From mboxrd@z Thu Jan  1 00:00:00 1970
From: Alexei Starovoitov <ast@plumgrid.com>
Subject: Re: [PATCH net-next 1/2] bpf: allow extended BPF programs access
 skb fields
Date: Fri, 13 Mar 2015 09:22:48 -0700
Message-ID: <55030ED8.4020209@plumgrid.com>
References: <1426213271-8363-1-git-send-email-ast@plumgrid.com> <1426213271-8363-2-git-send-email-ast@plumgrid.com> <5502B48B.7040909@iogearbox.net>
Mime-Version: 1.0
Content-Type: text/plain; charset=windows-1252; format=flowed
Content-Transfer-Encoding: 7bit
Return-path: <linux-kernel-owner@vger.kernel.org>
In-Reply-To: <5502B48B.7040909@iogearbox.net>
Sender: linux-kernel-owner@vger.kernel.org
To: Daniel Borkmann <daniel@iogearbox.net>, "David S. Miller" <davem@davemloft.net>
Cc: Thomas Graf <tgraf@suug.ch>, linux-api@vger.kernel.org, netdev@vger.kernel.org, linux-kernel@vger.kernel.org
List-Id: linux-api@vger.kernel.org

On 3/13/15 2:57 AM, Daniel Borkmann wrote:
> On 03/13/2015 03:21 AM, Alexei Starovoitov wrote:
>> introduce user accessible mirror of in-kernel 'struct sk_buff':
>
> For each member, I'd also add BUILD_BUG_ON()s similarly as we have in
> convert_bpf_extensions().

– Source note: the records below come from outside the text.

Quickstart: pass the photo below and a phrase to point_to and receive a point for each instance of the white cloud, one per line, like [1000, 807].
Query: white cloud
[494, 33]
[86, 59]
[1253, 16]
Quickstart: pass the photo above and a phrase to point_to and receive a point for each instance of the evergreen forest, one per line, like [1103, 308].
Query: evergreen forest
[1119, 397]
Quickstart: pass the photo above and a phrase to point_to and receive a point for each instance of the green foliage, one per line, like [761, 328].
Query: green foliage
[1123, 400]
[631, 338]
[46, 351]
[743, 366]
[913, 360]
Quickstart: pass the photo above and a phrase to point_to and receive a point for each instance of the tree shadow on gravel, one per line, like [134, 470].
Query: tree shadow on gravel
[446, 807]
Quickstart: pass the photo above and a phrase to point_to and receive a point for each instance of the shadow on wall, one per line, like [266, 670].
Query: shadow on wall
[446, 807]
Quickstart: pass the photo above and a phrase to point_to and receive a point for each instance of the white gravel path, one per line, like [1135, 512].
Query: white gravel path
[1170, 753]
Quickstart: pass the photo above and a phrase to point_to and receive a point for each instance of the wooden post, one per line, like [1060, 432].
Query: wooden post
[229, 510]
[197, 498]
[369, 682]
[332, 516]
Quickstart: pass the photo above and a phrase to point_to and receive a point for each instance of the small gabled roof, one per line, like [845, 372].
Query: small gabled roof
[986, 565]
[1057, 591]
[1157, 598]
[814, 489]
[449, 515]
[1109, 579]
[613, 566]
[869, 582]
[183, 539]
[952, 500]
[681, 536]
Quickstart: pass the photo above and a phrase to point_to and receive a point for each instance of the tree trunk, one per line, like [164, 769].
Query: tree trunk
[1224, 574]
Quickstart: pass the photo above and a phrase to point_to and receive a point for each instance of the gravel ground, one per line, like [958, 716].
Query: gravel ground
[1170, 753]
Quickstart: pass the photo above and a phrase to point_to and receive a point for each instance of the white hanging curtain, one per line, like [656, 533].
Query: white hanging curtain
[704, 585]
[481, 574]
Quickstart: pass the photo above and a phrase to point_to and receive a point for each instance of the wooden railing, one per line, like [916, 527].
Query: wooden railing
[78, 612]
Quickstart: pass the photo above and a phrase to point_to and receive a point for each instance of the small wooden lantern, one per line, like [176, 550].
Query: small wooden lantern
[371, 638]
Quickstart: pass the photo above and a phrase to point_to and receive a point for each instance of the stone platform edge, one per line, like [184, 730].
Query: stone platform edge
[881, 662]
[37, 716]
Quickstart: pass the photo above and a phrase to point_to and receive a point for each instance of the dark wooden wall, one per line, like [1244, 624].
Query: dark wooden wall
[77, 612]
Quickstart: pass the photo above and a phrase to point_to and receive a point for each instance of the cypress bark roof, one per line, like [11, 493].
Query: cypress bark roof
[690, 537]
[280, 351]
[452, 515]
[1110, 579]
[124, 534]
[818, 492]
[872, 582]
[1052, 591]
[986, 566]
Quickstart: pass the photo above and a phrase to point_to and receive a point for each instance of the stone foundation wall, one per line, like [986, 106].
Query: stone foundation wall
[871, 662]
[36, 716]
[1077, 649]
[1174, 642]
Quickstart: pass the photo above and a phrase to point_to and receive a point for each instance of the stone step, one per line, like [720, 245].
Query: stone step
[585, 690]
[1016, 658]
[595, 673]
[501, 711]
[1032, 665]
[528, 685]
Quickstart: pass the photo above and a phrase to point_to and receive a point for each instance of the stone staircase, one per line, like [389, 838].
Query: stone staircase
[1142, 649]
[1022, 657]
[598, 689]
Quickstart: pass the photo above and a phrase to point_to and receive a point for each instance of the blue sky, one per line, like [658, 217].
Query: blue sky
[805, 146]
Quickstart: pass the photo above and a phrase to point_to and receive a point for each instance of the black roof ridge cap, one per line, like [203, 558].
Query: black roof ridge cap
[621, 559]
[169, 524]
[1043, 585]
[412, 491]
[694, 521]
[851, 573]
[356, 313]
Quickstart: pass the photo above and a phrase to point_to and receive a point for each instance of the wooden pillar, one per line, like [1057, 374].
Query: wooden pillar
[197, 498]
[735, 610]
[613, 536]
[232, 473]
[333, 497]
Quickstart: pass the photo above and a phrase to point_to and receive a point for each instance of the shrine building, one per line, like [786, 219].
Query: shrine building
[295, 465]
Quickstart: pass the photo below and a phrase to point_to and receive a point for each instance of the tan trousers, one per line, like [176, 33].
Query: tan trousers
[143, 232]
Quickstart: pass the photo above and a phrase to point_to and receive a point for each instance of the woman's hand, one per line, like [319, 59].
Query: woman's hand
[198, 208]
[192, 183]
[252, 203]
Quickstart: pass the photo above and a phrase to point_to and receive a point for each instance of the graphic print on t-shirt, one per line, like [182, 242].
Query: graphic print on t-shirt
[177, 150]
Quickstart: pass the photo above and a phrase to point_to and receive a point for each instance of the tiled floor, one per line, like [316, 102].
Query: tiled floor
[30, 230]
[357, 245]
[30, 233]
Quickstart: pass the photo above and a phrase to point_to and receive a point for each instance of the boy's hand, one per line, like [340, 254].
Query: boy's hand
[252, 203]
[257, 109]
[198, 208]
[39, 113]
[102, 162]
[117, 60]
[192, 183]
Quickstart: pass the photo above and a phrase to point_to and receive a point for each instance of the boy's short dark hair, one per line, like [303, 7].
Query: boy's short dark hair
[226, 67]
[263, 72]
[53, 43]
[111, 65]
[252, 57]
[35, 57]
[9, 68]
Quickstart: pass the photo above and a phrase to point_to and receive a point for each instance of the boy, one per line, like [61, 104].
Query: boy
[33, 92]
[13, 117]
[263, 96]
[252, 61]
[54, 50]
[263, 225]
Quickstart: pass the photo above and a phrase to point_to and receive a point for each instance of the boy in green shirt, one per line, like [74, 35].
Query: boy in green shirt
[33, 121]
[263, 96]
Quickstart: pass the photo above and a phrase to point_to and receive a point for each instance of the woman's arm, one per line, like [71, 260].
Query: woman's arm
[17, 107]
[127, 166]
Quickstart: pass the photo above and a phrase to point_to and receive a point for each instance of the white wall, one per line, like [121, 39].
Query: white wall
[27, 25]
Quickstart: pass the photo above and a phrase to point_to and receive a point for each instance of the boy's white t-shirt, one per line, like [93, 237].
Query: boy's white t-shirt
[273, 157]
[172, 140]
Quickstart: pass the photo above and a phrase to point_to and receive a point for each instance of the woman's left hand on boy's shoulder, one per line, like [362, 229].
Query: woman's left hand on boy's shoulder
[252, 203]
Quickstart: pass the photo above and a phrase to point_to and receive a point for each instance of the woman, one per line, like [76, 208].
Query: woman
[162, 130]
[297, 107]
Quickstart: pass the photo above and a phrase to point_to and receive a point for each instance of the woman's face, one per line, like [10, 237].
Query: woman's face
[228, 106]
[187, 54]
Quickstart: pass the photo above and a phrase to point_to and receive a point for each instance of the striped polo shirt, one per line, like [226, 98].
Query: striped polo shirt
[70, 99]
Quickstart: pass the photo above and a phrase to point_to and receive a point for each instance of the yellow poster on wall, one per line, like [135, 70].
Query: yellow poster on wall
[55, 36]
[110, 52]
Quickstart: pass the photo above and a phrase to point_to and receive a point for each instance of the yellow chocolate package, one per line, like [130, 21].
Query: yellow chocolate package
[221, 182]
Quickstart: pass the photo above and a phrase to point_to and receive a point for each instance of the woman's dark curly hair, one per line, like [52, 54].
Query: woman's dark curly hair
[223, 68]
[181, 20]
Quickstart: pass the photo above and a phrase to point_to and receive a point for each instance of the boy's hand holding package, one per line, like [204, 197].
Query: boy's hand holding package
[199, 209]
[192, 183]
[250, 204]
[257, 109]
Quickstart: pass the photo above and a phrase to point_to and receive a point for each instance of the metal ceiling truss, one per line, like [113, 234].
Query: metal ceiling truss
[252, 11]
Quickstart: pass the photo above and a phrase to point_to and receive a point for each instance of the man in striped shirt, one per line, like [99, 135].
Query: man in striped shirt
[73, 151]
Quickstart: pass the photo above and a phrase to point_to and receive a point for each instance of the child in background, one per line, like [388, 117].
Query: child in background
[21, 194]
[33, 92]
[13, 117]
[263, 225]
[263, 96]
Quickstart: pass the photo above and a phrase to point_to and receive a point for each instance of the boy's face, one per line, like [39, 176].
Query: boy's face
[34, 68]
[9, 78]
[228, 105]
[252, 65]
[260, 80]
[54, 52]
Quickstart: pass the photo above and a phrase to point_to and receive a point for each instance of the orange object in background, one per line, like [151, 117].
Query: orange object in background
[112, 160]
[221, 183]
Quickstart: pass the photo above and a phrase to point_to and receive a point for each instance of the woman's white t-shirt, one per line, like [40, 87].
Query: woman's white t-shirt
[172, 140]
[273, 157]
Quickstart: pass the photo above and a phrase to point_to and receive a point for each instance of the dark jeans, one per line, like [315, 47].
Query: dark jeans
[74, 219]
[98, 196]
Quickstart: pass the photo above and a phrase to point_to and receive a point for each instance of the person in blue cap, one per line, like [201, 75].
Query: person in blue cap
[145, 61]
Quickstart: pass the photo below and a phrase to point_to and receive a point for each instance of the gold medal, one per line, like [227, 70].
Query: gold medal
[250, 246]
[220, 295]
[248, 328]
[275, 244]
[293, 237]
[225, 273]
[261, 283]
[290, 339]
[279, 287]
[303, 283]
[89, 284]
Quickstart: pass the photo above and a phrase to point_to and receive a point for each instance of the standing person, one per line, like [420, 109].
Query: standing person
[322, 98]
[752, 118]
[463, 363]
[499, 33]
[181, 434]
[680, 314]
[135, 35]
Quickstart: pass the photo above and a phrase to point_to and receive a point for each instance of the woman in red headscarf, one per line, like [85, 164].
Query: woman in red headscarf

That way, people won't forget to adjust the
> code.

I thought about it, but didn't add it, since we already have them
in the same file several lines above this spot.
I think one build error per .c file should be enough to attract
attention.
Though I'll add a comment to convert_bpf_extensions() that build_bug_on
errors should be addressed in two places.
btw I've tried to do a common converter, but since offsets are different
and the way instructions are stored are also different it was messy.

> General idea for this offset map looks good, imho. Well defined members
> that are already exported to uapi e.g. through classic socket filters or
> other socket api places could be used here.

yes. exactly.

>> +struct __sk_buff {
>> +    __u32 len;
>> +    __u32 pkt_type;
>> +    __u32 mark;
>> +    __u32 ifindex;
>> +    __u32 queue_mapping;
>> +};
>
> I'd add a comment saying that fields may _only_ be safely added at
> the end of the structure. Rearranging or removing members here,
> naturally would break user space.

ok. will add a comment.

> The remaining fields we export in classic BPF would be skb->hash,
> skb->protocol, skb->vlan_tci, are we adding them as well to match
> up functionality with classic BPF? For example, I can see hash being
> useful as a key to be used with eBPF maps, etc.

I want to do skb->protocol and skb->vlan_tci differently and hopefully
more generically than classic did them, so they will come in the
follow on patches. skb->hash also should be done differently.
So yes. All of them are subjects of future patches/discussions.

>> +        /* several new insns need to be inserted. Make room for them */
>> +        insn_cnt += cnt - 1;
>> +        new_prog = bpf_prog_realloc(env->prog,
>> +                        bpf_prog_size(insn_cnt),
>> +                        GFP_USER);
>> +        if (!new_prog)
>> +            return -ENOMEM;
>
> Seems a bit expensive, do you think we could speculatively allocate a
> bit more space in bpf_prog_load() when we detect that we have access
> to ctx that we need to convert?

we already have extra space thanks to your commit 60a3b2253c413 :)))
The size is rounded up to page size and whole thing is made read-only
after it passes verifier.
So 99% of the time we don't reallocate anything.

>> +    case offsetof(struct __sk_buff, ifindex):
>> +        *insn++ = BPF_LDX_MEM(BPF_W, dst_reg, src_reg,
>> +                      offsetof(struct sk_buff, skb_iif));
>> +        break;
>
> This would only work for incoming skbs, but not outgoing ones
> f.e. in case of {cls,act}_bpf.

ahh, ok, will drop this field for now.

Thanks